Attualità
Il figlio dell’infermiera di Prato e il rischio di una battaglia per il riconoscimento
neXtQuotidiano 13/03/2019
L’età non è un elemento secondario. Perché se il primo rapporto è avvenuto a 13 anni per l’insegnante scatta il reato di violenza sessuale, altrimenti si procede per quello di atti sessuali con minori (che comporterebbe pene più leggere)
Il figlio dell’infermiera 31enne di Prato e del ragazzino a cui dava ripetizioni potrebbe finire in una contesa legale per il suo riconoscimento.

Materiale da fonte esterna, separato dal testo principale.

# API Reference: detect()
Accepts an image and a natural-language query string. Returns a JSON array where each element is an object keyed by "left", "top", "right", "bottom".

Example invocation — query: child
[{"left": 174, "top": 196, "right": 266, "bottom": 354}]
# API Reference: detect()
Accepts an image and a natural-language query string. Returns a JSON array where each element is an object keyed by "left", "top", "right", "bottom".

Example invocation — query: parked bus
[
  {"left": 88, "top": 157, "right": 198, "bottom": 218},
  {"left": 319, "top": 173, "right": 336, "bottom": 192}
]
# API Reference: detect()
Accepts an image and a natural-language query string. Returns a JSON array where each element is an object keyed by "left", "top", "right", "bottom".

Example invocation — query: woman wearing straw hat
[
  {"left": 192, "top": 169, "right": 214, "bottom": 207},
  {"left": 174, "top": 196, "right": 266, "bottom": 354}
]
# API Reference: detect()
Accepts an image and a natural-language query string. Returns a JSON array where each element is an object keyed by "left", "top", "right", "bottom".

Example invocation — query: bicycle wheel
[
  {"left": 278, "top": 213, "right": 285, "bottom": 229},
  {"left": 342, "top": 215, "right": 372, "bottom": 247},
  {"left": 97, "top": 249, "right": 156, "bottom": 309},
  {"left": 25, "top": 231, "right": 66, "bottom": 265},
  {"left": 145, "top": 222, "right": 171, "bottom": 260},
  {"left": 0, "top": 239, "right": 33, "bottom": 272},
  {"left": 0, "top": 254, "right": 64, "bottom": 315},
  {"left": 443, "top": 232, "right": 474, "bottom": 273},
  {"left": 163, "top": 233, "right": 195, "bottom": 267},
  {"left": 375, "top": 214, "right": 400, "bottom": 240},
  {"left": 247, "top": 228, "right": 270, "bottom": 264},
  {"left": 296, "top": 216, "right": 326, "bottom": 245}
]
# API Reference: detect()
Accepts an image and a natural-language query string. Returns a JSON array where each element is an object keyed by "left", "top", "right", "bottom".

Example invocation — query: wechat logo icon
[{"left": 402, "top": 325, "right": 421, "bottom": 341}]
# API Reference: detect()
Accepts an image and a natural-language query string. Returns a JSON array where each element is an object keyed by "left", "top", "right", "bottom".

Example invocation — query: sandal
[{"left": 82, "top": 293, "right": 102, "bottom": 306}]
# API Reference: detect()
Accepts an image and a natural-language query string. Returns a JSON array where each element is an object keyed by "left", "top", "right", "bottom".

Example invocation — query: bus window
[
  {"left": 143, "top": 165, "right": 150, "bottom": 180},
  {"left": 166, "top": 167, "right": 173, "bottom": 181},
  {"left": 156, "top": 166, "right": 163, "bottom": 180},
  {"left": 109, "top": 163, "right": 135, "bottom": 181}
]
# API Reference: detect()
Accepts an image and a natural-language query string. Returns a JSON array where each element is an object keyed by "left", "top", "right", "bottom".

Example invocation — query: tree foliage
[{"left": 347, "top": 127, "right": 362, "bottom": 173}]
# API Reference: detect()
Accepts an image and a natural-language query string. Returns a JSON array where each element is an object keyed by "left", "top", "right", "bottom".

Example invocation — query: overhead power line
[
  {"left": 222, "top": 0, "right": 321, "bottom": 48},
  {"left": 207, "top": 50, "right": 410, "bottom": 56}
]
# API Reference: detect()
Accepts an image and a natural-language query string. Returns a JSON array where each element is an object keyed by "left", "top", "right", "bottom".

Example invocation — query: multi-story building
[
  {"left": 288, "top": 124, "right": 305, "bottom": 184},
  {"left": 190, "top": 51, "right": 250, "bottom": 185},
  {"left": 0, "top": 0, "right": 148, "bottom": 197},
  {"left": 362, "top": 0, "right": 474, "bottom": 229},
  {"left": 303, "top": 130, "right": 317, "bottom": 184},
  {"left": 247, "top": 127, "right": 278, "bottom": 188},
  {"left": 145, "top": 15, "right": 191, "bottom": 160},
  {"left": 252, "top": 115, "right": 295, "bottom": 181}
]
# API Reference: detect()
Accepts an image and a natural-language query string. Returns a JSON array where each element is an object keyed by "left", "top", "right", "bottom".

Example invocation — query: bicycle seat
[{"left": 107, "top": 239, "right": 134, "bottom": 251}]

Essendo ormai appurato che non è figlio della persona che lo ha riconosciuto (e che rischia, se si provasse che era a conoscenza della vicenda, l’accusa di falso), dovrebbe essere riconosciuto dal 15enne ma ci sono molti ostacoli legali, in primo luogo la minore età che rende necessario il consenso dei genitori.
Il figlio dell’infermiera di Prato e il rischio di una battaglia per il riconoscimento
Intanto poco dopo le 20 di ieri il profilo Facebook della signora sotto inchiesta per «atti sessuali» con un 14enne al quale dava ripetizioni d’inglese e dal quale ha avuto un figlio che oggi ha 7 mesi, scompare. Non ci sono più foto di lei, 31 anni, operatrice socio sanitaria in un Rsa per la cura degli anziani, del marito e dei due figli. La Stampa ha pubblicato alcuni dei messaggi inviati dalla donna al ragazzino: «I miei e mio marito sanno già tutto, puoi dire ciò che vuoi…».
All’inizio del 2018 lei resta incinta e continuano a vedersi. «Ci disse che il figlio era d’un ragazzo al quale faceva lezione» ammettono le conoscenti dell’infermiera, entrate nell’indagine. La gravidanza si conclude nell’autunno del 2018 e la relazione sta precipitando. Lui, ora quindicenne, è turbato, distante: «Se mi lasci dico che il figlio è tuo» scrive la donna. Ma il percorso è segnato, i ruoli quasi si ribaltano, forse il ragazzino lascia intuire che ne parlerà a chi gli sta vicino. E così nel gennaio 2019 di nuovo l’infermiera inoltra il messaggio WhatsApp scoperto in queste ore: «Mio marito sa già tutto, puoi dire quello che vuoi…».
Per la legge il padre resta lui a tutti gli effetti e non quello biologico (il ragazzino), come conferma al Corriere della Sera il presidente del Tribunale dei minori di Firenze, Luciano Trovato: «L’attribuzione della paternità è automatica ed eventualmente per disconoscere il figlio deve essere intrapresa un’azione legale». E se fosse il ragazzino a reclamare la paternità? «Come regola generale un minore che ha meno di 16 anni non può riconoscere un figlio — risponde Trovato— salvo autorizzazione. In questo caso il minore deve essere rappresentato da un genitore e autorizzato al riconoscimento. Poi si avvia un procedimento e un eventuale riconoscimento della paternità. Ma in questo caso ci sono due blocchi giuridici: l’età inferiore a 16 anni e l’esistenza di un altro padre, quello giuridico».